In most jurisdictions around the world, and particularly in Europe, governments and regulators are examining a number of options to rein in compensation for financial industry professionals. In the UK, the government there imposed substantial taxes on high income earners, and, not surprisingly, hedge funds have worked to develop structures in order to pay their professionals in a manner which minimized the tax burden.
Complex Structure Seems to be Designed to Avoid Taxes
A considerable number of hedge funds in the UK utilize a complex structure that seems designed to pay staffers their compensation at lower tax rates. As most hedge fund managed firms are structured as partnerships, tax authorities are beginning to see an increasing number of partners in many firms. In some cases, these partners are corporations, which pay substantially less tax (approximately 20 percent versus 45 percent for individual taxpayers). This practice in and of itself would be acceptable, however tax authorities are concerned that many of these “partners” are likely just employees, not having contributed any capital and not exposed to much risk due to fixed salaries.
In addition the partnership structure allows for some manipulation of profit and loss allocations for tax purposes, again adding to the amount of tax avoided. Finally, a third source of avoidance is using corporate partners in order to pay dividends out to spouses and children, reducing the amount of income taxed at the highest tax brackets. All of these measures help shield the industry and employees from $20 billion in taxes each year.
And the use of these structures is very widespread. “It affects virtually everybody. Out of 400 odd firms in London, more than 80 percent of them have these [corporate member] structures,” Joe Seet, a senior partner at London based hedge fund consultancy Sigma Partnership told the Financial Times. Seet also suggested that performance bonuses were a particular form of compensation channeled through these structures, with many of the corporations being based in much lower taxed Ireland.
Clearly, British tax authorities, HM Revenue and Customs, are not a big fan of the arrangement and are looking to recover lost revenues. With $20 billion potentially at play, one can be assured no effort will be spared in going after these structures.
Taxation Approach is Inconsistent with Objectives to Grow Financial Industry
Unfortunately for British policy makers, these attacks on the industry are counterproductive to the goal of establishing a stronger financial industry and associated high income jobs. On one hand they want wealthy financial professionals to establish themselves in London but on the other, they want an increasingly large piece of their income. The overall approach of the government may encourage firms to look elsewhere in terms of where they want to locate their business; however, London will likely be a major player regardless of any tax crackdown.

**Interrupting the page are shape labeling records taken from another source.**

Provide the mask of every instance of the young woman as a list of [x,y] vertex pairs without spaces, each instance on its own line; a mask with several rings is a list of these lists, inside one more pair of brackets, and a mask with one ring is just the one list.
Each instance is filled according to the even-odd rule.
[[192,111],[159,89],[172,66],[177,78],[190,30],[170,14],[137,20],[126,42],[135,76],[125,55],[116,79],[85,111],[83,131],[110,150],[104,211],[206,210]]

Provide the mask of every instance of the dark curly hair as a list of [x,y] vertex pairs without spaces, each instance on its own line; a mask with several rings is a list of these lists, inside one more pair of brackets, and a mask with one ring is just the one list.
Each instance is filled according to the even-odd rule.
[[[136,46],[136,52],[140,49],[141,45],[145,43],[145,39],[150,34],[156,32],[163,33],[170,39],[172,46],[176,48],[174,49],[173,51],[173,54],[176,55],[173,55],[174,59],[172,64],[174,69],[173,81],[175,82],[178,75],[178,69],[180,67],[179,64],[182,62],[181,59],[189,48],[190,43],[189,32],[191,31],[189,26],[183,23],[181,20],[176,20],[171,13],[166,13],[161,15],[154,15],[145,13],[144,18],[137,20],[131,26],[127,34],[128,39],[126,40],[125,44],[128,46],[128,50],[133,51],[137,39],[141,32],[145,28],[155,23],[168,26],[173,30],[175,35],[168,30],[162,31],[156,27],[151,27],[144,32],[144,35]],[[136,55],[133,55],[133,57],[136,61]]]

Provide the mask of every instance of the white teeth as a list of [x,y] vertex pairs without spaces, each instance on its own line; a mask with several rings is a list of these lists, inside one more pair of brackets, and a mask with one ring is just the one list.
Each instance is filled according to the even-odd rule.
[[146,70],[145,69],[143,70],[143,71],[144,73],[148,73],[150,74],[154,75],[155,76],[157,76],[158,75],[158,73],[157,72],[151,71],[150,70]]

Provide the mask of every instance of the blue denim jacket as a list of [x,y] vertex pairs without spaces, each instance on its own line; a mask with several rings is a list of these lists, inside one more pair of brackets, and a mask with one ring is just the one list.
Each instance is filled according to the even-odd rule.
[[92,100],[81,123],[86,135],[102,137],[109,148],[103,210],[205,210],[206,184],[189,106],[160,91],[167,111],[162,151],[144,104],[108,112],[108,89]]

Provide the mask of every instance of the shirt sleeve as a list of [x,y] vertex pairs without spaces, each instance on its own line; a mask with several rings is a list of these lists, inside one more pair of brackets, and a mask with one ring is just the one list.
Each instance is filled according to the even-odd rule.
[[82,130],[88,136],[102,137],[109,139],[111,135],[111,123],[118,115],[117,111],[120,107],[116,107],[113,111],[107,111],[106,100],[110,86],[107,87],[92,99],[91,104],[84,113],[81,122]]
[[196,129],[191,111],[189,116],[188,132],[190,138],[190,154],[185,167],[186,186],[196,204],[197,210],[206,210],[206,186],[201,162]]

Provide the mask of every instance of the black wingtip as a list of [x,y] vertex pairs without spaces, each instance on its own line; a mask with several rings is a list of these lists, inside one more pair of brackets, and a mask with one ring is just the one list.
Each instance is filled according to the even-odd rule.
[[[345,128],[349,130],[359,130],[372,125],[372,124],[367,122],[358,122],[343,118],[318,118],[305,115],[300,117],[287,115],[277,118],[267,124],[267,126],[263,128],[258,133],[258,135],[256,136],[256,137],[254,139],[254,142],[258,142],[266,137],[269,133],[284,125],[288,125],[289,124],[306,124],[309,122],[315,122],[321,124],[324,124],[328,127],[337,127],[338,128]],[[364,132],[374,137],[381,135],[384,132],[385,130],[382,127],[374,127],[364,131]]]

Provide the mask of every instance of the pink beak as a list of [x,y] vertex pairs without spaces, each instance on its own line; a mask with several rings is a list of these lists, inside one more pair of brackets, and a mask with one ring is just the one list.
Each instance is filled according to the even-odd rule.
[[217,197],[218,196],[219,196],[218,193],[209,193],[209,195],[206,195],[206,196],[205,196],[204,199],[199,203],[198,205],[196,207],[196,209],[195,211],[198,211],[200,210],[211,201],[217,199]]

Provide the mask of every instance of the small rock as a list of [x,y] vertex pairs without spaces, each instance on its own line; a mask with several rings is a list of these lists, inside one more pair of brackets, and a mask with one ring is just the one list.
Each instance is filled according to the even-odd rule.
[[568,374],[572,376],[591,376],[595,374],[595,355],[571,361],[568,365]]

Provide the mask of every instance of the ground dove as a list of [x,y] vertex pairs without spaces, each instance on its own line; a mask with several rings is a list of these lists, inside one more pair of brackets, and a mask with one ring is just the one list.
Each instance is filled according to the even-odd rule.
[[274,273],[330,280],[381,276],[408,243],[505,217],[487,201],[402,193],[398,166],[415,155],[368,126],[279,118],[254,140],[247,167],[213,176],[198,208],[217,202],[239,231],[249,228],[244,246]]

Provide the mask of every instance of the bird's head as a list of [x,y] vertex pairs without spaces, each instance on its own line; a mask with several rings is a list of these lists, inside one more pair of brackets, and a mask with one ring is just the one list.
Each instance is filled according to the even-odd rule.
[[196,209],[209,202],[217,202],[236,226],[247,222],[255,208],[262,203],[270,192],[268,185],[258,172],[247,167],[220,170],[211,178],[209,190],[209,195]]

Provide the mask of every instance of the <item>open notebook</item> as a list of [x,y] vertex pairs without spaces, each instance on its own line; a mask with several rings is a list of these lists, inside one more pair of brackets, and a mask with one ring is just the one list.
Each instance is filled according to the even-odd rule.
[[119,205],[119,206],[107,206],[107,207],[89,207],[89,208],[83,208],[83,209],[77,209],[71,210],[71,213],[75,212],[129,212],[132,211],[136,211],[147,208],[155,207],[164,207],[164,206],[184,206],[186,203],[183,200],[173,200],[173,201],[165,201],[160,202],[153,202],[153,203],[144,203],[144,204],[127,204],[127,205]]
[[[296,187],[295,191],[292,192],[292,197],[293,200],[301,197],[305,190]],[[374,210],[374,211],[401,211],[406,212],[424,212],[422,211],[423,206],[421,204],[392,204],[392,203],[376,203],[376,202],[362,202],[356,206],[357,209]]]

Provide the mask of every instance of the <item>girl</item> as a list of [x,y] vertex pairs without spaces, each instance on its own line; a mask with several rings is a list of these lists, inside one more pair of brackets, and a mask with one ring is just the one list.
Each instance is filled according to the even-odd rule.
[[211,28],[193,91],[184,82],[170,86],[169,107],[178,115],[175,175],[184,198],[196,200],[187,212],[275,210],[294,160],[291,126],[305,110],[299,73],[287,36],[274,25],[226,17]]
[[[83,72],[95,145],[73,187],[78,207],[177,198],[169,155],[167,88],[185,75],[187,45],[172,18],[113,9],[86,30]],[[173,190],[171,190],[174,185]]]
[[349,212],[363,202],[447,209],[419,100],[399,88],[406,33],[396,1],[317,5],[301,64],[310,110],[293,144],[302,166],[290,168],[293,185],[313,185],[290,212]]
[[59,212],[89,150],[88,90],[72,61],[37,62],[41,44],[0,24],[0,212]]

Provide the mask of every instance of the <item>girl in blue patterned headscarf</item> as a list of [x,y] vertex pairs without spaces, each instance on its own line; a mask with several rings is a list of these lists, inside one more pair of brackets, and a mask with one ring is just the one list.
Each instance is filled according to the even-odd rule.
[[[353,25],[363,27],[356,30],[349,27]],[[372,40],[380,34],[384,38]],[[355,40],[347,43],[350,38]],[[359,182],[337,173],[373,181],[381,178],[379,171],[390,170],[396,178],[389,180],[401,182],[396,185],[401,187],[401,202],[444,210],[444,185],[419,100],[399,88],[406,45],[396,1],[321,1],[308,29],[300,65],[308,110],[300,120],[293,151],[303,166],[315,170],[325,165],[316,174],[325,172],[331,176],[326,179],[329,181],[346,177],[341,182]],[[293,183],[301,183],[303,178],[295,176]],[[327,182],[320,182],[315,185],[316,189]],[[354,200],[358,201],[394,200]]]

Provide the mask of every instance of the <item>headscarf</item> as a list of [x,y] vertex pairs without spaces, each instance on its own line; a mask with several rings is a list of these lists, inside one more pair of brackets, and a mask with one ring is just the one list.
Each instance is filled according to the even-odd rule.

In the end, hedge funds will develop new and innovative ways to create as much tax efficiency as possible for themselves and their employees, as they have done for decades. Many funds are considering corporate structures rather than partnerships to avoid tax issues, though this may also limit their flexibility in avoiding European Union caps on bonus payments. In the end, when a number of highly talented financial minds are put in one place, innovative solutions will be developed in terms of tax efficiency, which should ensure hedge funds remain a big part of London finance for some time.